Government & Policy

State Rep Stuart Bishop Is Going Into Alcohol Rehab

By MacAoidh

September 28, 2022

Earlier this week there was some Louisiana legislative news that surprised few who are familiar with goings-on at the state capitol. Stuart Bishop, the Lafayette Republican who serves as chair of the House Ways and Means Committee, announced he’s checking into a rehabilitation facility for alcohol abuse.

“Over the last 12 years I have worked very hard to serve the people of my district and our great state of Louisiana,” he said. “I recognize I have some challenges to overcome for the betterment of myself, my family, and the state of Louisiana.

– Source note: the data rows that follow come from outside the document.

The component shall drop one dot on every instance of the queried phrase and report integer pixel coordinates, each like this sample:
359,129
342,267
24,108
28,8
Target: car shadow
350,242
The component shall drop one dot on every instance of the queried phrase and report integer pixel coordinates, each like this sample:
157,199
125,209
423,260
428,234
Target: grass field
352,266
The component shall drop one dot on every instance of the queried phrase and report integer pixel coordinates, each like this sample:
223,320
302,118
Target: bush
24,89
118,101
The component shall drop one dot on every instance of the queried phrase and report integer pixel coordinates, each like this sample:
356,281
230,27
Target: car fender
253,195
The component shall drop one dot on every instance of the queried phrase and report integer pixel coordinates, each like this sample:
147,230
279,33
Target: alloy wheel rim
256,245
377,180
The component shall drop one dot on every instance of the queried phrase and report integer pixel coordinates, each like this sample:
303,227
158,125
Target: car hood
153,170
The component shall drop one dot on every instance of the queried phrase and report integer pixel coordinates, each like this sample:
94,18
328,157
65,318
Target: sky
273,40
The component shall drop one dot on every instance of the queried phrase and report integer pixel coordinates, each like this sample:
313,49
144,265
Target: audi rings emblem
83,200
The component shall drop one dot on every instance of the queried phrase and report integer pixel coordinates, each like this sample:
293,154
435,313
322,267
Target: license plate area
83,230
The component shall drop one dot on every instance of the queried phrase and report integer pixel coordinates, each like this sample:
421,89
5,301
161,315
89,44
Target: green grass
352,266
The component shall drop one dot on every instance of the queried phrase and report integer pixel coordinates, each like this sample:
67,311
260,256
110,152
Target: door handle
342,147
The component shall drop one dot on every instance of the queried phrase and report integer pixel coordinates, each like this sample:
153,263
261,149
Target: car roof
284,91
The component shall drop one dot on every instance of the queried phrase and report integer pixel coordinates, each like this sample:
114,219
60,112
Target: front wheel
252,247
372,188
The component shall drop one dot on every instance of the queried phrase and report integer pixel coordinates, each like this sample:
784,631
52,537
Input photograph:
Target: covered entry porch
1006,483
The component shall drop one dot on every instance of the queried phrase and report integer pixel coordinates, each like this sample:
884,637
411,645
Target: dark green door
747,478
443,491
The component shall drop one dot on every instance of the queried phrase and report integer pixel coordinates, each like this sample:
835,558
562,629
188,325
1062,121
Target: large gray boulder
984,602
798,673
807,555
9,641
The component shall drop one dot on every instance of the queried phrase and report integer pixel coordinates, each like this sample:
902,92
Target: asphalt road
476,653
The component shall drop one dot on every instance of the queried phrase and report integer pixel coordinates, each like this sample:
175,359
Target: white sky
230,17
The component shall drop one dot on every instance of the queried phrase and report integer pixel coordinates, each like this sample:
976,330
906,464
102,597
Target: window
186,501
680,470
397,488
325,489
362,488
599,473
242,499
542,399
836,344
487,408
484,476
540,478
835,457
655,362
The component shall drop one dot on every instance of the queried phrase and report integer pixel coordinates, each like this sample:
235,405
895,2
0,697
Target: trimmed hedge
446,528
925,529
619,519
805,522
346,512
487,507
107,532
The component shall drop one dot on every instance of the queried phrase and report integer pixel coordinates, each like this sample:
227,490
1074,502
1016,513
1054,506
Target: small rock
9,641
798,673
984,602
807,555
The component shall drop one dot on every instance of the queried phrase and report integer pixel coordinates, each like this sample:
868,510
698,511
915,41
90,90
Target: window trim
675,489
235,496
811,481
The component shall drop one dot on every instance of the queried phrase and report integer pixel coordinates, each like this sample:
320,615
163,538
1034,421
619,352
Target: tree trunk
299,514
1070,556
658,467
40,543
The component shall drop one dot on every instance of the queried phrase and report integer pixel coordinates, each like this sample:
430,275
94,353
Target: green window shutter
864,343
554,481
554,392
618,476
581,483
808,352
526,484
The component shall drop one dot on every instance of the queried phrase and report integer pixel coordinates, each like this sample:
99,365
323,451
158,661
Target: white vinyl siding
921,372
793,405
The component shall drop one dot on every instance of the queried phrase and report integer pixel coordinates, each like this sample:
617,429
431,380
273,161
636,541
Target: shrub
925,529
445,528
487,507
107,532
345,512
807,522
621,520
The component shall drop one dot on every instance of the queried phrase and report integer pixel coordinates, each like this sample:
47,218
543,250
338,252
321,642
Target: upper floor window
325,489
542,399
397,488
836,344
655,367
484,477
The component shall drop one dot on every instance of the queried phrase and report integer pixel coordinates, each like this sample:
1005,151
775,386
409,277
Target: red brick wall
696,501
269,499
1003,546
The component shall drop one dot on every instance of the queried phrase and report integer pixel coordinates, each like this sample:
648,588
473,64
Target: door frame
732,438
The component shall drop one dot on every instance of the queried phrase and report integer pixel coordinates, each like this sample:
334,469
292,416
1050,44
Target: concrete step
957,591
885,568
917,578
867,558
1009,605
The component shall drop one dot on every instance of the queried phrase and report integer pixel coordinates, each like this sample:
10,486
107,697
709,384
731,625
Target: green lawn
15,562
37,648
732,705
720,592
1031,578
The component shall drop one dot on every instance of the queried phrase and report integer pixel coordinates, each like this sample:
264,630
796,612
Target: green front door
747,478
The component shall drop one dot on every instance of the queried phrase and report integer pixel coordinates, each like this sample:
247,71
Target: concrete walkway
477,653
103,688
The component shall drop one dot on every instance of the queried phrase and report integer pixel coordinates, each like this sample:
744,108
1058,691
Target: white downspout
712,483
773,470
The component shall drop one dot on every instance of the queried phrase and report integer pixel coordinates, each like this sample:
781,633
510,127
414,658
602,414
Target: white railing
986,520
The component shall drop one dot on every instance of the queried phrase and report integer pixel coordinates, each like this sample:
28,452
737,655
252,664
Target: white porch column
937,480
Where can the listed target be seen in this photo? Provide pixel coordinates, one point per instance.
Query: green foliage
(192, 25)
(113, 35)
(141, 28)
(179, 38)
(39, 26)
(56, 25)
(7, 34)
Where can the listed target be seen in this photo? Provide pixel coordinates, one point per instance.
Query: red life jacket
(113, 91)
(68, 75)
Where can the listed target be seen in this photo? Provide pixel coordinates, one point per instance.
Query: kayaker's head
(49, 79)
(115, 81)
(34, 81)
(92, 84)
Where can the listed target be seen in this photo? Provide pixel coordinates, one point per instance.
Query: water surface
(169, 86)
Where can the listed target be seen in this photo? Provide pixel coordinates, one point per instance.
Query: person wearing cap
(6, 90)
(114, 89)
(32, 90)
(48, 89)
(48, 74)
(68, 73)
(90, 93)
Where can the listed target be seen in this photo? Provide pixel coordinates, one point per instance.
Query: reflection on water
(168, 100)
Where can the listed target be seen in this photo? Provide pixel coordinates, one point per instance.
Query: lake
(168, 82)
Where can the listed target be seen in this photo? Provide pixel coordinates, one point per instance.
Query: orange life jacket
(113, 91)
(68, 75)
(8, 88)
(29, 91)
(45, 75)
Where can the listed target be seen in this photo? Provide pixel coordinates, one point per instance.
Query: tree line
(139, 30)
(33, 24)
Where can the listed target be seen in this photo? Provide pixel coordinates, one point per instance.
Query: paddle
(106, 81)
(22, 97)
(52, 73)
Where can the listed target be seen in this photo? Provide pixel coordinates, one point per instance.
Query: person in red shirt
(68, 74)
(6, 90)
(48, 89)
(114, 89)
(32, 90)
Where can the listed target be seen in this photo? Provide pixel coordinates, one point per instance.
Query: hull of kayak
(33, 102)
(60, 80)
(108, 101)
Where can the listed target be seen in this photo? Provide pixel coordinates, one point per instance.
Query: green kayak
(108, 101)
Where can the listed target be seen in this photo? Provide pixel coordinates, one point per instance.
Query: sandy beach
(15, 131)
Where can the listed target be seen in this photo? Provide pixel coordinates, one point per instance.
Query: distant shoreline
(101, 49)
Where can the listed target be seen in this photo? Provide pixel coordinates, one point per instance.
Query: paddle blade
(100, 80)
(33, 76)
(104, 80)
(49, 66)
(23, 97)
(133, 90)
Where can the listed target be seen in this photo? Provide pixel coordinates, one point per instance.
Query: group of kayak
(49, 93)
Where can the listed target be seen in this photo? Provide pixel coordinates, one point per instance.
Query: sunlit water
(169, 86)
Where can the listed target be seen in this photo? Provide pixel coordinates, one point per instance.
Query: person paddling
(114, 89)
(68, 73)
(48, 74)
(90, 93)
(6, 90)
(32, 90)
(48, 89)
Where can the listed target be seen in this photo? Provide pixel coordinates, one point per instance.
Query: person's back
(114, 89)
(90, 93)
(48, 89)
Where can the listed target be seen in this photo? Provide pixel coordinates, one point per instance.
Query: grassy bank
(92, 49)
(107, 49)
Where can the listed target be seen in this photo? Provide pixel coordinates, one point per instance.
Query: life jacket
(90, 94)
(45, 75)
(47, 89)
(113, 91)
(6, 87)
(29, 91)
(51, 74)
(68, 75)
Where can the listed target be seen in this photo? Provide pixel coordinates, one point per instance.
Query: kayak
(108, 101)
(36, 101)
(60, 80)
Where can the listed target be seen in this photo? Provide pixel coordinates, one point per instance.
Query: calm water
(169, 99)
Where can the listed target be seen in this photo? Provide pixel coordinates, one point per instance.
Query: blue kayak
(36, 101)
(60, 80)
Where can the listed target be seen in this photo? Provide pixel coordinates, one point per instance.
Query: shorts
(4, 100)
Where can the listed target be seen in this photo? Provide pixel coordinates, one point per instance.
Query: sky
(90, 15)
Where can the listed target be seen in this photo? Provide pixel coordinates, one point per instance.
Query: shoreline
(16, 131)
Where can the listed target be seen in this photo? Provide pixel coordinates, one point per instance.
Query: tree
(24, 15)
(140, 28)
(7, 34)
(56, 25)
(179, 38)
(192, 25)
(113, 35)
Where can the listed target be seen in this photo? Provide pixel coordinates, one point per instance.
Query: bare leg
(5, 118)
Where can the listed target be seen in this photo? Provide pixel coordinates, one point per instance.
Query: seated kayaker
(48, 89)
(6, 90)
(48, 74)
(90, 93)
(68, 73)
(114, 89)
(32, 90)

“I have made the choice to seek help and I will be away for the next 30 days in a program to focus on my alcohol dependence. My goal is to put my family, health, and well-being as a top priority so when I return, I can be the best husband, father, and community servant possible. I appreciate your support and encouragement and I ask for your prayers and understanding.  I look forward to getting back to work soon and fulfilling my duties and continuing to serve the people of Louisiana.”

That Bishop has a problem is maybe the worst-kept secret at the State Capitol, and it was more or less apparent to the public after a much-discussed incident at a downtown Baton Rouge watering hole when Bishop and former state senator Norby Chabert, also known as a big drinker, got into a brawl. There were multiple other reports through the grapevine of Bishop appearing visibly impaired on the House floor.

This post isn’t intended to bash Bishop. We wish him the best of luck in getting the situation under control. Your author spent way too much time and money enjoying the party scene in my 20’s and 30’s not to feel sympathy, if not even camaraderie, with his situation. I happen to be one of the rare examples of someone who found a calling as a writer and had that coincide with a desire to drink less; usually the opposite is true.

But if you’re bored with life booze can intrude very quickly to fill the time, and it can turn a lifestyle choice into a compulsion in the wrong people.

Bishop says he’s getting out of politics for a while when he’s termed out of the House after next year, though, and we think that’s a good thing. The drinking is maybe a reason why, but for his sake – if he’s developing a drinking problem while in the Legislature it could be a sign that he isn’t getting fulfillment from doing that job, and 12 years of toiling away at something which doesn’t reward you will only make you less of a man.

That might be related in some way to our objection to too much more of Stuart Bishop, or at least the version we’ve seen the last several years, or it might not. Two incidents that rubbed us the wrong way point to an attitude we need a lot less of in the Legislature; maybe the drinking has something to do with it, maybe it doesn’t.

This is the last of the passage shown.